Using lectin histochemistry, we have previously shown that there are alterations in the distribution of glycoconjugates in the tail bud of chick embryos that parallel the developmental sequence of the caudal axis. If glycoconjugates or the cells bearing them play a role in caudal axial development, then, restriction of their availability by binding with lectins would be expected to produce abnormalities of caudal development. In the present study, we treated embryos at various stages of tail bud development by microinjection with a variety of lectins. Administration of WGA by sub-blastodermal injection resulted in high incidences of secondary neural tube and notochordal abnormalities in lectin-treated embryos. The incidence of malformations was dependent upon both the dose of WGA received and the stage of development at the time of treatment. Using an anti-WGA antibody, we have also shown binding of the lectin in regions where defects were found. The lectin WGA binds to the sialic acid residues of glycoconjugates and to N-acetylglucosamine. Treatment of embryos with Limulus polyphemus lectin (LPL), which also binds to sialic acid, produced results similar to those of WGA. Treatments using lectins with other sugar-binding specificities, including succinylated WGA (with N-acetylglucosamine specificity only) produced defects that differed from those produced by WGA and LPL, and only with the administration of much higher doses. The results suggest that glycoconjugates in general and sialoconjugates in particular, or the cells carrying them, may have a role in caudal axial development.

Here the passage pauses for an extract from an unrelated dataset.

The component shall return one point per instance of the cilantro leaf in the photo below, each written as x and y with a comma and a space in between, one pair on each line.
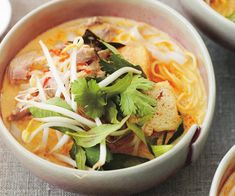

Distribution of cell surface glycoconjugates during secondary neurulation in the chick embryo.

Lectin histochemistry was used to examine the expression of cell surface glycoconjugates during secondary neurulation in chick embryos. Fourteen lectins were applied to serial sections of the caudal region of embryos at the various stages of tail bud development. The lectins Bandeiraea simplicifolia, Dolichos biflorus agglutinin, Phaseolus vulgaris leukoagglutinin, soybean agglutinin, Sophora japonica agglutinin, Ulex europaeus agglutinin and succinylated wheat germ agglutinin (sWGA) showed very light or no binding to the developing medullary cord of the tail bud. With the other lectins, staining occurred throughout the early tail bud and solid medullary cord. During cavitation, however, differential expression of cell surface glycoconjugates by different cell populations was observed. The lectins concanavalin A, Lens culinaris agglutinin, Pisum sativum agglutinin, Phaseolus vulgaris erythroagglutinin, Ricinus communis agglutinin and WGA showed basic similarities in the distribution of lectin binding. Of these, the binding pattern of WGA was the most striking. As the medullary cord cells were separating into central mesenchymal and peripheral epithelial populations, WGA bound preferentially to the epithelial cells and the notochord. The lectin PNA, however, became preferentially bound to the mesenchymal cells. Heavy staining by WGA (specific for N-acetylglucosamine and sialic acid) where sWGA staining (specific for N-acetylglucosamine only) was faint suggested that WGA binding was due to the presence of sialic acid containing glycoconjugates.

Effects of retinoic acid on the distribution of glycoconjugates during mouse tail bud development.

Retinoic acid (RA), a potent teratogen of caudal axial development in rodents, has been shown to alter glycoconjugates in a variety of embryonic tissues and teratocarcinomas. In this study, we examined its effects on the expression of cell surface and extracellular matrix glycoconjugates during tail bud development in mouse embryos by using lectin histochemistry. The lectins WGA, sWGA, and PNA showed striking differences in binding between RA-exposed and control embryos. Computer-assisted densitometry revealed a significant increase in binding of all three lectins to the extracellular material of the luminal and abluminal borders of the secondary neural tube and surrounding the notochord in RA-exposed embryos. RA-treated embryos also showed an increased binding affinity for the lectins sWGA and PNA to the cells of the notochord, while WGA showed increased binding to the neuroepithelial cells of the secondary neural tube. The results suggest that RA affects the expression of lectin binding sites during the early development of RA-induced caudal axial defects.